Resource nationalism is another element that shapes the making of petroleum legislation in most producing countries. However, the local communities are increasingly aware of their rights to benefit from their resources and tend to push some governments to adopt more strict regulations – on local content in particular.
Another challenge is to understand and act on the importance of environmental legislation – especially the environmental impact assessment requirements (EIAs). A draft EIA should be made available to the public before a project can go ahead. Regulations should make this obligatory.

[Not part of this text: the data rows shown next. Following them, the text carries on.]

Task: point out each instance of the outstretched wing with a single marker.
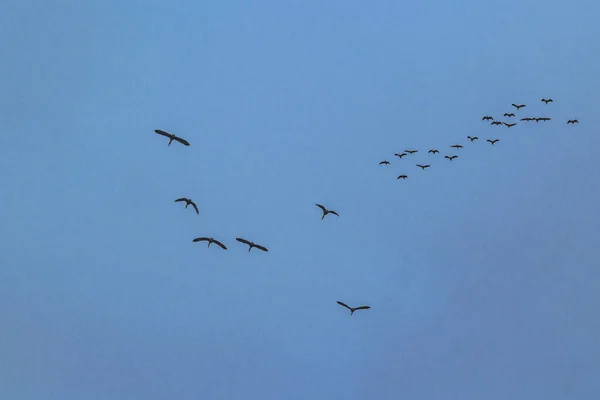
(243, 241)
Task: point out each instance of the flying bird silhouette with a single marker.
(172, 137)
(187, 203)
(353, 309)
(210, 241)
(326, 211)
(251, 244)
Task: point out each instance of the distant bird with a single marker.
(353, 309)
(210, 241)
(187, 203)
(326, 211)
(251, 244)
(172, 137)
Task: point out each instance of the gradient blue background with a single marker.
(483, 274)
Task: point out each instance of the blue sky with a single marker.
(482, 274)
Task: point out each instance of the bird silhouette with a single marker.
(210, 241)
(172, 137)
(326, 211)
(187, 203)
(353, 309)
(251, 244)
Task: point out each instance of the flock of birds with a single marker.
(474, 138)
(326, 211)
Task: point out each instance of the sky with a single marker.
(481, 273)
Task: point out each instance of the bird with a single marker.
(251, 244)
(353, 309)
(210, 241)
(172, 137)
(187, 203)
(326, 211)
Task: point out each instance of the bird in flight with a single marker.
(187, 203)
(353, 309)
(251, 244)
(172, 137)
(326, 211)
(210, 241)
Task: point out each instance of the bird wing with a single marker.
(243, 241)
(180, 140)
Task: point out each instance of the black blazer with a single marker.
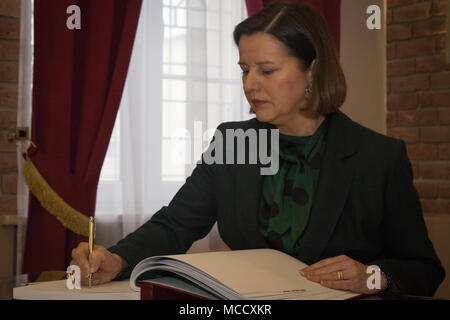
(365, 207)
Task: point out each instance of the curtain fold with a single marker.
(78, 81)
(330, 9)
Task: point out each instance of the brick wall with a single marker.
(418, 97)
(9, 66)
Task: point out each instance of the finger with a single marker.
(340, 284)
(95, 260)
(347, 274)
(334, 265)
(80, 257)
(324, 262)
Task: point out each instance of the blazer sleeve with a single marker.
(409, 256)
(189, 216)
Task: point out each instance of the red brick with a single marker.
(389, 17)
(413, 12)
(441, 44)
(430, 27)
(439, 8)
(9, 71)
(396, 3)
(416, 169)
(435, 170)
(422, 151)
(8, 96)
(9, 184)
(391, 119)
(8, 204)
(437, 206)
(10, 8)
(417, 117)
(8, 120)
(444, 190)
(398, 32)
(8, 162)
(402, 101)
(416, 47)
(427, 190)
(410, 83)
(9, 28)
(444, 116)
(390, 51)
(407, 134)
(432, 63)
(435, 134)
(9, 50)
(400, 67)
(434, 99)
(5, 145)
(440, 80)
(444, 151)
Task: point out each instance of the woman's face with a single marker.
(274, 82)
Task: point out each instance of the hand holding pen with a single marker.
(96, 263)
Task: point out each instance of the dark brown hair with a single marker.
(303, 31)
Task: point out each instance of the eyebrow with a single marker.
(258, 63)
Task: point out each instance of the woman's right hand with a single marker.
(103, 265)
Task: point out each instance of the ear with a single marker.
(310, 71)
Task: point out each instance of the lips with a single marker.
(257, 103)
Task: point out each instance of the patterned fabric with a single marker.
(287, 196)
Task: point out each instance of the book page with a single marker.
(57, 290)
(261, 274)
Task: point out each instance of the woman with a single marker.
(342, 199)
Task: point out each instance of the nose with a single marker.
(251, 82)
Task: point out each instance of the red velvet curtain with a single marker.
(78, 81)
(330, 9)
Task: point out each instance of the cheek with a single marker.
(289, 90)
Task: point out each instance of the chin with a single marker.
(263, 117)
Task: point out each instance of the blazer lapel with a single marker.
(332, 190)
(249, 183)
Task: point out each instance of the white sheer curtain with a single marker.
(183, 80)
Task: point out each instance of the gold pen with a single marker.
(91, 243)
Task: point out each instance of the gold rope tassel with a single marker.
(53, 203)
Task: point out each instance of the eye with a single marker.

Harmonisation of regional standards, policies, legal framework and regulations, the promotion of cross-border public-private partnerships and collaborative sustainability efforts are thus important components of petroleum law and policy.
As the discovery and commercial development of new sources becomes increasingly challenging, the right balance of biodiversity, environment, health and safety also needs to be made: for instance, exploration in lakes puts biodiversity at risk and requires vigorous social-economic and environmental planning.
Finally, investors entering a new market have a strong interest in assisting governments in designing the best policy and regulatory framework for the country concerned.
A long-term, sustainable legal framework will provide investor security but also increase the likelihood that benefits will accrue to the country’s citizens.